Lieberman explains how humans and animals identify genetic relatives through kinship cues rather than language, focusing on mechanisms like maternal breastfeeding observation and childhood co-residence duration.

The conversation explores the Westermark effect, natural experiments like Taiwan's minor marriage system, and why adopted siblings raised together develop sexual aversion despite lacking genetic relatedness.

Later topics shift to crying as an evolutionary adaptation, examining why tears function as negotiation tools for lower-leveraged individuals and how they communicate social value in relationships.

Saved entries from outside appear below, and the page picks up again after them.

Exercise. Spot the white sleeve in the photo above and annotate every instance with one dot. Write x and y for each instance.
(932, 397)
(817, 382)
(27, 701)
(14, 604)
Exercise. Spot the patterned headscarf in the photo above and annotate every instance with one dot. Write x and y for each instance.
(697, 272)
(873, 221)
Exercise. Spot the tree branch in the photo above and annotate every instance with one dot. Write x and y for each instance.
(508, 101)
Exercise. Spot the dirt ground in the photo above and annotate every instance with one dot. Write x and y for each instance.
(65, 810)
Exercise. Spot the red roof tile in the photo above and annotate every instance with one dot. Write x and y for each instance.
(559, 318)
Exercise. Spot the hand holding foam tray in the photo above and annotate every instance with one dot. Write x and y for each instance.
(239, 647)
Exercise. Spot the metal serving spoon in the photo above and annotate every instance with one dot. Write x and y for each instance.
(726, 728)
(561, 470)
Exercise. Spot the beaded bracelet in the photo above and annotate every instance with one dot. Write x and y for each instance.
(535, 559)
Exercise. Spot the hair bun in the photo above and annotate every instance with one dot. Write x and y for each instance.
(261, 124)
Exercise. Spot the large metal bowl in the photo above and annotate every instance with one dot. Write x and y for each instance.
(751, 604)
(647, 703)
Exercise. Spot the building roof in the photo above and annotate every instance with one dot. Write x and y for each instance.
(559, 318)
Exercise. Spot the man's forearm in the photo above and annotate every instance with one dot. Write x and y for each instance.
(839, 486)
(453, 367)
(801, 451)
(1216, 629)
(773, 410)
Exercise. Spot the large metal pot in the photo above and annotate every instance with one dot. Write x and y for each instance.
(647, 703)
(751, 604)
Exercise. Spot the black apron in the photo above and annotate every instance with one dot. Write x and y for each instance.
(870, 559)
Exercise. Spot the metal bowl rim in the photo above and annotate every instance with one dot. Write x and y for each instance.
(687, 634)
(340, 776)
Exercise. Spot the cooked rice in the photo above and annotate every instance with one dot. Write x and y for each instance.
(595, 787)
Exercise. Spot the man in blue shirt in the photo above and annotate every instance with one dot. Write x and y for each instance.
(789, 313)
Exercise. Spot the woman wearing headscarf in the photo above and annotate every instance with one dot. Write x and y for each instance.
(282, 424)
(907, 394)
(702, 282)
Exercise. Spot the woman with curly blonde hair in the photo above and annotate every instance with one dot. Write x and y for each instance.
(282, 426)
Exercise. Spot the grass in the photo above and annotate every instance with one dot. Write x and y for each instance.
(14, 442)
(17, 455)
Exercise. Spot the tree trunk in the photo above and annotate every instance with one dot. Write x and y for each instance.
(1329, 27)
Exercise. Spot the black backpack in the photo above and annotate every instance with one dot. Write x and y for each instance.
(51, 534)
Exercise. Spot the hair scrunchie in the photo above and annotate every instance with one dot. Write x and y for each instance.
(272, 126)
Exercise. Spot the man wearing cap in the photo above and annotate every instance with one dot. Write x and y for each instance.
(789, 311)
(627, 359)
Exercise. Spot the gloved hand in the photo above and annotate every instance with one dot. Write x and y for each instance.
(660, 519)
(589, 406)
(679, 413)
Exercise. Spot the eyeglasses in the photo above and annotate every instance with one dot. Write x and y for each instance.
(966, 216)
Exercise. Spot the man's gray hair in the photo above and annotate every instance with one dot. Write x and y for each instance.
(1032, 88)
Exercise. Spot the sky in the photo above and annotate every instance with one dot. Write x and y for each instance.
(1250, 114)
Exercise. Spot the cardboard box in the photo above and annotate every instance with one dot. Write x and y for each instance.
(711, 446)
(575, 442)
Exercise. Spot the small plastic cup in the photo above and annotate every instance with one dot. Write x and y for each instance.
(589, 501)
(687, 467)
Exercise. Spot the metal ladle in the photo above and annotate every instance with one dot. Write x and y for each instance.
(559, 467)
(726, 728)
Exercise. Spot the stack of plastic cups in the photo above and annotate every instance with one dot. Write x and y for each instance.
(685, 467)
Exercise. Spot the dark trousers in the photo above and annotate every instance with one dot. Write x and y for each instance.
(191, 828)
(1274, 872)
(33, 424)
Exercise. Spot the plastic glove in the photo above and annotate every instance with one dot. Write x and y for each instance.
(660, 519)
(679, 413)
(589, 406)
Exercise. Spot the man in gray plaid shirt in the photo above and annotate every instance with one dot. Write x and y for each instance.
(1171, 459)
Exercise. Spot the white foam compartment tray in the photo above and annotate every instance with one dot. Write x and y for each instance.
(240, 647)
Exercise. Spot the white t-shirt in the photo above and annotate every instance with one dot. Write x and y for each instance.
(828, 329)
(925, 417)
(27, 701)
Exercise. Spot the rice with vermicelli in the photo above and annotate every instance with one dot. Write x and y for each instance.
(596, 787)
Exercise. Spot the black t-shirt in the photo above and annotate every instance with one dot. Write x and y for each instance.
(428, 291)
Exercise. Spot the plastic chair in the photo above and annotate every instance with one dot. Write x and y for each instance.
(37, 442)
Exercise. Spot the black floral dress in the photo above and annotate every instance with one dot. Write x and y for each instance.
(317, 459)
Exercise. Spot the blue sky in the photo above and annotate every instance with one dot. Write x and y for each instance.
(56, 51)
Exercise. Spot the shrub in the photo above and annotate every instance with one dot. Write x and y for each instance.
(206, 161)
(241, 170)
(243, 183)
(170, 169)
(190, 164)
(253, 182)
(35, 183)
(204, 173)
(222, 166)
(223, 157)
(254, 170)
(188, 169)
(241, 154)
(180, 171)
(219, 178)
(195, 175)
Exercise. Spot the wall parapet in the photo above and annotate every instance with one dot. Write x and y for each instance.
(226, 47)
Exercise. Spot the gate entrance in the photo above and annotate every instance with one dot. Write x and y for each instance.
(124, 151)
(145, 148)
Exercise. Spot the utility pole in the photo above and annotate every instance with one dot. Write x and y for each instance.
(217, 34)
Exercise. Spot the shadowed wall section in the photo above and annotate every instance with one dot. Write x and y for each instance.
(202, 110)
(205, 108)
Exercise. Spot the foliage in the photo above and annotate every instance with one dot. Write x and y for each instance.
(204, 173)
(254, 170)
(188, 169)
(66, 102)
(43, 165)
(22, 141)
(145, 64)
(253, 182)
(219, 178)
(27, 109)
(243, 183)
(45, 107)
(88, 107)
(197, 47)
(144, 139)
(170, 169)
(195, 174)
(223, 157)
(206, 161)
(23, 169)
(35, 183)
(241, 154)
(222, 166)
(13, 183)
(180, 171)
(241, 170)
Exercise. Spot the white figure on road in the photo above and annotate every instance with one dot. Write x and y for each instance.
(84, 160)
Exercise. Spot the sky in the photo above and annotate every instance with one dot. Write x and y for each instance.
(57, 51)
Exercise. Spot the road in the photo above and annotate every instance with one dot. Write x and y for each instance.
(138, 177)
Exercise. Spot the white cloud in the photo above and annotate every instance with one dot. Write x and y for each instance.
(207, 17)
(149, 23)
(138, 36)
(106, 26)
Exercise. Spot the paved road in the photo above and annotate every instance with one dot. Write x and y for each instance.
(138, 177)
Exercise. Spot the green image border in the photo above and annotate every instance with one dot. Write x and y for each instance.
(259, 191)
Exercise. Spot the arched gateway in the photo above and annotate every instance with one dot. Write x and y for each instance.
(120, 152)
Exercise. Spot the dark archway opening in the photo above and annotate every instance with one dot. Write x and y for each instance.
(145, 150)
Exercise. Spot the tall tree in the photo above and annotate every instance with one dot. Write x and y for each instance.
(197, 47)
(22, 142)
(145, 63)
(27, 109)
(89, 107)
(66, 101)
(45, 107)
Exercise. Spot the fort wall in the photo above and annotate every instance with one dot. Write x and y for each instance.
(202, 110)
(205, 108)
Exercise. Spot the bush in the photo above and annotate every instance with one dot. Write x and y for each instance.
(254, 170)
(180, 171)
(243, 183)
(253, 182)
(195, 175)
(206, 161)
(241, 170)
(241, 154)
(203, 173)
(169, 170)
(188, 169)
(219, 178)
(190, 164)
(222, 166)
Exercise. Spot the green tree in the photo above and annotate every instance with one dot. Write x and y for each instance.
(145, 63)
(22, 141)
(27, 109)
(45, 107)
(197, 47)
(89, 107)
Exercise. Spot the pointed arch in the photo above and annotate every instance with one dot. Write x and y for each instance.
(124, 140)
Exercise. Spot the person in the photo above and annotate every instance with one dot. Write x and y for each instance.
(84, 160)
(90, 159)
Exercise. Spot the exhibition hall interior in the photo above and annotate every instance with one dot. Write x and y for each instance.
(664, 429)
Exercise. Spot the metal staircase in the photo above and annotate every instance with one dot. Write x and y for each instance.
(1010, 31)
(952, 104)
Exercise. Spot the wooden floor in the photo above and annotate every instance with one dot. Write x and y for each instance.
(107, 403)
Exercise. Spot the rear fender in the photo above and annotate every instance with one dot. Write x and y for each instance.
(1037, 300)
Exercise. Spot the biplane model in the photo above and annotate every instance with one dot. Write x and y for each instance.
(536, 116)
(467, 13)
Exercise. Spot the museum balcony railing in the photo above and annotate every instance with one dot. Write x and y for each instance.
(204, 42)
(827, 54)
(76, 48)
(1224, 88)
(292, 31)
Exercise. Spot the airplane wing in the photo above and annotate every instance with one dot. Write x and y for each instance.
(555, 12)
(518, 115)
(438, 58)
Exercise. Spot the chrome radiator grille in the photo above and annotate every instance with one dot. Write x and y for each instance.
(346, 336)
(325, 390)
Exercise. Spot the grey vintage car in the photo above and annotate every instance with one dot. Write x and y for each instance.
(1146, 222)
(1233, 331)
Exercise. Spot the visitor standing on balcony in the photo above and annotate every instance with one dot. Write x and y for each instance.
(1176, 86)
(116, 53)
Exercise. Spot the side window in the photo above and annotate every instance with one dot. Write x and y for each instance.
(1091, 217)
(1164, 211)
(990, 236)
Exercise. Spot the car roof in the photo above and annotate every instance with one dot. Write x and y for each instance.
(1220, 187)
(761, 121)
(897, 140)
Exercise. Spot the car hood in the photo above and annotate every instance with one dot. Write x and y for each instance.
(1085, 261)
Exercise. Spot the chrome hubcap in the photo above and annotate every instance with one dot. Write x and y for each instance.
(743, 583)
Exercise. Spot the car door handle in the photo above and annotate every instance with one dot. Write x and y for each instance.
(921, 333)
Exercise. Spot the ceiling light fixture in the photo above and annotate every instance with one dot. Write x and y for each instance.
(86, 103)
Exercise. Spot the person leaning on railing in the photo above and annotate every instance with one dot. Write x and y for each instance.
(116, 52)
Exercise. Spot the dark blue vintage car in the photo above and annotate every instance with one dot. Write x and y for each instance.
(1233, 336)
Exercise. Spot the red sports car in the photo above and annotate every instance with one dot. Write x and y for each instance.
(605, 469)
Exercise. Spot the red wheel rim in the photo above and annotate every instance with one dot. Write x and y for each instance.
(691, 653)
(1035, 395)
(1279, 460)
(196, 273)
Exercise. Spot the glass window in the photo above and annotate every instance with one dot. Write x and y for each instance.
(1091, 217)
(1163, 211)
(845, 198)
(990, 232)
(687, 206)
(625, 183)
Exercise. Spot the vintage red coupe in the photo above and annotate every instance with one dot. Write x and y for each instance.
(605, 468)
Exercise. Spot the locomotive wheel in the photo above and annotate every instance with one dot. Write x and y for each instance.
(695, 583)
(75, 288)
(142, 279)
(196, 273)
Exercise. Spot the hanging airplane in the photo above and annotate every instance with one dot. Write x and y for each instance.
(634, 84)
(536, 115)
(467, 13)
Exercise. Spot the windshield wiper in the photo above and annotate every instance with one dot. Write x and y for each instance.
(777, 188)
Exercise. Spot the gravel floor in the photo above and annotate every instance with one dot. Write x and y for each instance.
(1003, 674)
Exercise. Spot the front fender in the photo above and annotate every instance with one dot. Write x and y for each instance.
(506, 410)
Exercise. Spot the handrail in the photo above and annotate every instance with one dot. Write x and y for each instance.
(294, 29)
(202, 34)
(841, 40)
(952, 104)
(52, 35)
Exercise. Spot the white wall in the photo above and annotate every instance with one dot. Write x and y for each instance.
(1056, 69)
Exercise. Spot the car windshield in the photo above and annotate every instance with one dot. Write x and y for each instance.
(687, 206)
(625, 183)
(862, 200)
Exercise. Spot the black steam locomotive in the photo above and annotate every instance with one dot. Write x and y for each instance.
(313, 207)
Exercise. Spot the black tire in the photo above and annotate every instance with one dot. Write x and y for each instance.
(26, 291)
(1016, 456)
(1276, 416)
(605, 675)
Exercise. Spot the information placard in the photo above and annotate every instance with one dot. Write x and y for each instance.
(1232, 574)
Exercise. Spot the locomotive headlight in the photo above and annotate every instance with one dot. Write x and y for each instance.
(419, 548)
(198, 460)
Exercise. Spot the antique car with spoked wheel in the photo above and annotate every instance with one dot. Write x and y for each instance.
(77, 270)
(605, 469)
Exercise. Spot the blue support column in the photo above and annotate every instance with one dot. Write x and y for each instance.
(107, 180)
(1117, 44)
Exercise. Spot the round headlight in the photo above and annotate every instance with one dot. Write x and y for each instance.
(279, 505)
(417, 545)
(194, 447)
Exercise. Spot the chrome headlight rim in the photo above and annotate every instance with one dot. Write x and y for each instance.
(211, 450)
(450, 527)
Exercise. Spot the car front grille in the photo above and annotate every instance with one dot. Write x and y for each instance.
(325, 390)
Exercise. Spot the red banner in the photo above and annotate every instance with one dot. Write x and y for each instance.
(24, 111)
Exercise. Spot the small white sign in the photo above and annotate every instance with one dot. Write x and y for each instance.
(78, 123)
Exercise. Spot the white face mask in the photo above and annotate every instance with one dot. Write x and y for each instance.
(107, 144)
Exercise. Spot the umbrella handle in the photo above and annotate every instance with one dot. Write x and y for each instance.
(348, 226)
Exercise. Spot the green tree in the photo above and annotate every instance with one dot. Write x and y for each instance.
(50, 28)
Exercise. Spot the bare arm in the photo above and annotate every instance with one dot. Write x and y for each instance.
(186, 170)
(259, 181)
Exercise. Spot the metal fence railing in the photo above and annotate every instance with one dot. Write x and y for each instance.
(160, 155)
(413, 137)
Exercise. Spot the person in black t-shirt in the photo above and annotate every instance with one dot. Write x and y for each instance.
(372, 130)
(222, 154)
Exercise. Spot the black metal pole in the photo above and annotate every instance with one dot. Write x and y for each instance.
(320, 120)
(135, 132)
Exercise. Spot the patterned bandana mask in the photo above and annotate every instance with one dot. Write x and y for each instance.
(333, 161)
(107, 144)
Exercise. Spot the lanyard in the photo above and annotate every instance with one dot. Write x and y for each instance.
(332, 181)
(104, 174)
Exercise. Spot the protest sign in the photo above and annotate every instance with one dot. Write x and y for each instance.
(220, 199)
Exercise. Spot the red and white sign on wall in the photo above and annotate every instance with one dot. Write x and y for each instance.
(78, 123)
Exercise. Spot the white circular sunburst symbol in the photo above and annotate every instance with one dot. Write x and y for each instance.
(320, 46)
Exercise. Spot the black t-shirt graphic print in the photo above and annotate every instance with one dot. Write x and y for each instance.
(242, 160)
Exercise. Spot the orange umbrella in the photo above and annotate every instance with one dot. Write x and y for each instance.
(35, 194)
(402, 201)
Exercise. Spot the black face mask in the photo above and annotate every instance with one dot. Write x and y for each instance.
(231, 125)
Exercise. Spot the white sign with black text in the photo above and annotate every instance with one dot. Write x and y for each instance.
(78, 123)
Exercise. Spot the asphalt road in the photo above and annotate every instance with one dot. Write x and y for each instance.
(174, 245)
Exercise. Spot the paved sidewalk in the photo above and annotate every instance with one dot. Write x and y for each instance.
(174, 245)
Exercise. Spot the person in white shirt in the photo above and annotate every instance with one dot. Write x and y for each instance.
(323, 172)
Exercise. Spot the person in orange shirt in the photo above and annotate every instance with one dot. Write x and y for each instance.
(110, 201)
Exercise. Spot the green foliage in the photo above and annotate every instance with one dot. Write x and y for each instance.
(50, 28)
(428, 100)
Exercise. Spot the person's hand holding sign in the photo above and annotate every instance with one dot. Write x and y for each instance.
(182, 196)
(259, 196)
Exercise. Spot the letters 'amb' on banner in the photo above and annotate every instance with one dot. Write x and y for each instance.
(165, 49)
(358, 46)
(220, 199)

How Humans Detect Genetic Relatives Without Language

Evolution engineered sophisticated kinship detection systems because inbreeding produces less healthy offspring with greater genetic mutations, and because Hamilton's inclusive fitness theory shows altruism evolves by being nice to those who share genes by common descent

Animals without language use kinship cues that correlated with genetic relatedness in their evolutionary history, while humans layer language and culture onto these systems imperfectly

"You know who your actual father and mother are... with good certainty, you know who your mom is, who your daddy is, is always an interesting question" - Debra, noting maternal certainty versus paternal uncertainty

Lieberman rejects facial resemblance (phenotype matching) as the primary kinship cue because ancestrally people looked similar and genetic assortment means siblings can look very different while still being closely related

Two Kinship Cues: Maternal Investment and Co-Residence

The first unmistakable kinship cue is observing your mother pregnant, giving birth to, caring for, and breastfeeding a newborn - this operates regardless of actual genetic relatedness

Taiwan's minor marriage system provided natural experiments where families adopted newborn girls to raise alongside sons for future marriage. Mothers often breastfed adopted daughters, triggering the son's kinship detection system despite no genetic relation

Anthropologist Arthur Wolfe documented that these marriages ended more often in divorce with more extramarital affairs

Couples raised together from birth had fewer children, showing sexual aversion despite cultural pressure to marry

The second cue is the Westermark effect, named after Finnish social scientist Edward Westermark, where children raised together throughout childhood develop sexual aversion in adulthood

"Each year of co-residence seems to add a little bit of certainty, or I should say reduces the uncertainty that someone is a genetic relative" - Debra, explaining there's no sharp cutoff but continuous calibration throughout childhood dependence

Starting co-residence from birth is key - individuals who meet later still show the effect but not as strongly as those exposed to siblings from the beginning

Why Incest Porn Exists Despite Strong Disgust Mechanisms

Lieberman hypothesizes that incest porn viewers likely don't have opposite-sex siblings, so they lack the natural sexual aversion that would make the content genuinely disgusting rather than merely taboo

During facial expression research, Lieberman recorded a male participant smiling at "tongue-kiss a sibling" prompt, then frantically checked his survey data to confirm he had no sisters - "it was basically like, imagine having sex with a girl. And he's like, hmm"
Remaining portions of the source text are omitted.